Eating Habits and Nutrition
You may be turning to food, healthy or not so healthy, to deal with the stress. Stress has been shown to cause people to consume more calories and especially crave sweet and fatty foods. Stress can also cause us to grab the nearest brownie or potato chip bag out of habit. We remember it made us feel better in the past so we reach for that again. You can change this habit by making a new association. Instead of reaching for that junky snack, substitute the urge with a better food choice or an activity. Don’t rely on will power, it will only work for so long before you give in. Instead, decide on healthy substitutions ahead of time so you are prepared when the urge hits.
I want to re-iterate some food ideas from Part 1 to incorporate in your day:
- Make mindful food choices and limit high sugar and processed foods.
- Choose brightly colored fruits and vegetables. Focus on getting 5-9 servings daily.
- Eat high quality protein, nuts, and whole grains.
- Drink green tea and water throughout the day to keep you hydrated and alert.
When you sit down to eat a meal, eat it mindfully and chew slowly. Too many times we hurry through our meals, not paying attention to our food. Perhaps you’re eating at your desk and reading emails or processing work. Stop and give yourself a few minutes to focus only on eating. Chew slowly and really taste and enjoy the many wonderful flavors, textures, and the smells of your food. You will not only reduce your stress level, but you will feel more satisfied with your meal. Focusing on chewing your food and paying attention as you eat forces your mind to slow down the entire eating process. You may find you don’t even eat as much and feel more full on less food.

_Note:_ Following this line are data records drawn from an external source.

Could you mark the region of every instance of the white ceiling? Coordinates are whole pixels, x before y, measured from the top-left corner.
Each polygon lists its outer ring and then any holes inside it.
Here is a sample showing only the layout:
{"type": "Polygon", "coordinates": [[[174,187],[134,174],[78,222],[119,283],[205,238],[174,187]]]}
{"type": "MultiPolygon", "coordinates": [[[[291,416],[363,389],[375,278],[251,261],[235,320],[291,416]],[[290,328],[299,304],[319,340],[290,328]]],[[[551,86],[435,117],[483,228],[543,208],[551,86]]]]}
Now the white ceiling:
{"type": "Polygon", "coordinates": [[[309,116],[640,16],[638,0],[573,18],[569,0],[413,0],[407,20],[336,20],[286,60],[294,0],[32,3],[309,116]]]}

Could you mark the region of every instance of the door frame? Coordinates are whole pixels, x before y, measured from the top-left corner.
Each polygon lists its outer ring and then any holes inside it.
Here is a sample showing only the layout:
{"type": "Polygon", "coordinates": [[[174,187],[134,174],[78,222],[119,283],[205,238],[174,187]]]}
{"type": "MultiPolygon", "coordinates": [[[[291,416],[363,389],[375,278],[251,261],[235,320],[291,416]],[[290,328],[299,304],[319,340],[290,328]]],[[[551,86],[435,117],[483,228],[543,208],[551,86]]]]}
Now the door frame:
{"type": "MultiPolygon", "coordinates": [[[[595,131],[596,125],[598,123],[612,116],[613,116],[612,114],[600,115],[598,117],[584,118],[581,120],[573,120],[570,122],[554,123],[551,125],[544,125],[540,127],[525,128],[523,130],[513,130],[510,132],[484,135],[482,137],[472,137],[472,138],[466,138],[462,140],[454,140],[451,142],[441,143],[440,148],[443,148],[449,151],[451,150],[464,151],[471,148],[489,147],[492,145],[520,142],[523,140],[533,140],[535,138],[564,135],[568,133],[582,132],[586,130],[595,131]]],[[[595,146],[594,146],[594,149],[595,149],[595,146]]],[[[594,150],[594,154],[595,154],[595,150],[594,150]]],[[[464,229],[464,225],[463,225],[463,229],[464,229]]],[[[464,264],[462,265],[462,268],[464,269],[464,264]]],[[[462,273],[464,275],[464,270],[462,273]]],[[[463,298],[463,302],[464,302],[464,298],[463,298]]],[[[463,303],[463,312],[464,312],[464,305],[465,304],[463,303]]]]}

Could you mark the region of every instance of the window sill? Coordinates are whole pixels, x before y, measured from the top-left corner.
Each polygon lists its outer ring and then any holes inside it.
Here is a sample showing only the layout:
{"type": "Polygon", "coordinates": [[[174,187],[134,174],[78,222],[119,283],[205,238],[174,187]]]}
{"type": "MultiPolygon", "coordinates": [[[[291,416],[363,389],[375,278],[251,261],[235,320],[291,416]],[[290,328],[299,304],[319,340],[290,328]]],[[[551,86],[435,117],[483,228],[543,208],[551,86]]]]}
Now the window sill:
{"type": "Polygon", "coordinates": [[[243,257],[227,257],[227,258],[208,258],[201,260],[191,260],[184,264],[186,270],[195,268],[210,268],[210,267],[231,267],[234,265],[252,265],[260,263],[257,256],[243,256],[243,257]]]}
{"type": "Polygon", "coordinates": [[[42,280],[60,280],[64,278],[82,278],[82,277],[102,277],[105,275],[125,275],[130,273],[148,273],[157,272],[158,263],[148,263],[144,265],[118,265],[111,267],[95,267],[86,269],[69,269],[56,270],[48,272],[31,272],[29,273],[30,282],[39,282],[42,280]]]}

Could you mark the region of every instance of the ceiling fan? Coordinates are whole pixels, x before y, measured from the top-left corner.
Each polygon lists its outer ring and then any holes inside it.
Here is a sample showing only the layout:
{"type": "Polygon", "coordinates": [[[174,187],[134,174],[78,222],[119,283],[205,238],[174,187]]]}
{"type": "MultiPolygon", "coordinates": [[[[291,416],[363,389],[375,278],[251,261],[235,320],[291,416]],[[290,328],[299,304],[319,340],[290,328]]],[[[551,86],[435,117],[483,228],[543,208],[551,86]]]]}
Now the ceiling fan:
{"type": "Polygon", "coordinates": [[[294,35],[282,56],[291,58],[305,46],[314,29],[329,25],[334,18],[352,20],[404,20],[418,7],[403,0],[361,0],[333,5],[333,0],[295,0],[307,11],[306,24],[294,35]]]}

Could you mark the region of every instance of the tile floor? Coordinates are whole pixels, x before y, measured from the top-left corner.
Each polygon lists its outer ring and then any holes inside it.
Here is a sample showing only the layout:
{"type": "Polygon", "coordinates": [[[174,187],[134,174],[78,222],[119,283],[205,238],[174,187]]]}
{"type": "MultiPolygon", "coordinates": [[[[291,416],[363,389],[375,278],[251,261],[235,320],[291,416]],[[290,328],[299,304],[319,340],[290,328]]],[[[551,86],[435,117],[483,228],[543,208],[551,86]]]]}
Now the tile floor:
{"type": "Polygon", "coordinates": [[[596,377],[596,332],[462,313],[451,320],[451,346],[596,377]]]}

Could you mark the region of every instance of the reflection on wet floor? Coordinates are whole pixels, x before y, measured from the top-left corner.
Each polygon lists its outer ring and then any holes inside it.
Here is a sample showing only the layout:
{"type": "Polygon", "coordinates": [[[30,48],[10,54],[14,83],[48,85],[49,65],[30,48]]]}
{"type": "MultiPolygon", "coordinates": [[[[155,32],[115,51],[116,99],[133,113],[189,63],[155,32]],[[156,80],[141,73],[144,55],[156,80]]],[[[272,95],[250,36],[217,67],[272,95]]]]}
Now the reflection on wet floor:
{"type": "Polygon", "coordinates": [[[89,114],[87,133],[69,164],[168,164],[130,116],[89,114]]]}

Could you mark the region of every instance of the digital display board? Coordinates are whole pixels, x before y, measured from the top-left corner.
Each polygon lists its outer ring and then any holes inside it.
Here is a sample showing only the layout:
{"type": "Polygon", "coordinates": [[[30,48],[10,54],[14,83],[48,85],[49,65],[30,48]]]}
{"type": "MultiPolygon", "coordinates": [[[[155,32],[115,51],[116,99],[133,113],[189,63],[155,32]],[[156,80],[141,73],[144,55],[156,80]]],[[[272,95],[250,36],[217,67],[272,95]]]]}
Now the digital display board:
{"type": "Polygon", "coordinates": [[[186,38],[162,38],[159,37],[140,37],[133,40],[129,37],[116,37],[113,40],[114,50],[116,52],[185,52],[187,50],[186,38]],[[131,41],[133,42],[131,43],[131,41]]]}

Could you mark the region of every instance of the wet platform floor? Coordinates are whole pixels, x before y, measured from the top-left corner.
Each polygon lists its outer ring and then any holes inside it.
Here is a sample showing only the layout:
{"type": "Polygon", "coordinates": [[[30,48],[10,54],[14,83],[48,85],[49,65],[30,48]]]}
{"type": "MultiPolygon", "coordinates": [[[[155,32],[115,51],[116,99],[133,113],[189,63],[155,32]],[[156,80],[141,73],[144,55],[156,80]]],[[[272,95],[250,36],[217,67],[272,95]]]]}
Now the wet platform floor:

Both exercise and a high-nutrient diet go a long way in helping you manage stress, and will also improve other areas of your life such as sleep. If you’re feeling stressed, your sleeping patterns and quality of sleep will likely be affected.
- Aim for a minimum of 7.5 hours of sleep. Not sleeping enough has been linked to bigger waistlines.
- Reduce or even avoid caffeine in your late afternoon/evening drinks. Caffeine begins to affect your body very quickly and reaches a peak level in your blood within 30 to 60 minutes. It’s half-life is 3 to 5 hours. The half-life is the time it takes for your body to eliminate half of the drug. The remaining caffeine can stay in your body for a long time affecting your system anywhere from 8-14 hours.
- Limit alcohol. It may initially sedate you, making it easier to fall asleep, but as your body metabolizes it, it can cause arousals that disturb your sleep and have you waking up feeling groggy and unrefreshed.
- Sleep in a completely dark room and minimize light from windows as much as possible.
- To regulate your sleep-wake cycle, increase light exposure production by introducing light into your home/workspace as much as possible. Keep curtains and blinds open during the day, and if possible, move your desk closer to the window. Go outside, or take a walk during the day in the sunlight. To boost melatonin at night, turn off your television and computer. Many people use the television to fall asleep or relax at the end of the day – this is a mistake. Not only does the light suppress melatonin production, but television can actually stimulate the mind, rather than relaxing it. Backlit devices such as iPads and cell phones fall into this group as well. Try some relaxing bedtime rituals such as reading a book or magazine, taking a warm bath, listening to soft music, or making simple preparations for the next day.
Small steps bring big rewards. Improving your quality of life will help you through busy season and it will also establish healthy and life-expanding habits for your future. These ideas will help you feel vitalized and happier and a better you will radiate out to everyone you come in contact with – and that’s an asset worth working toward.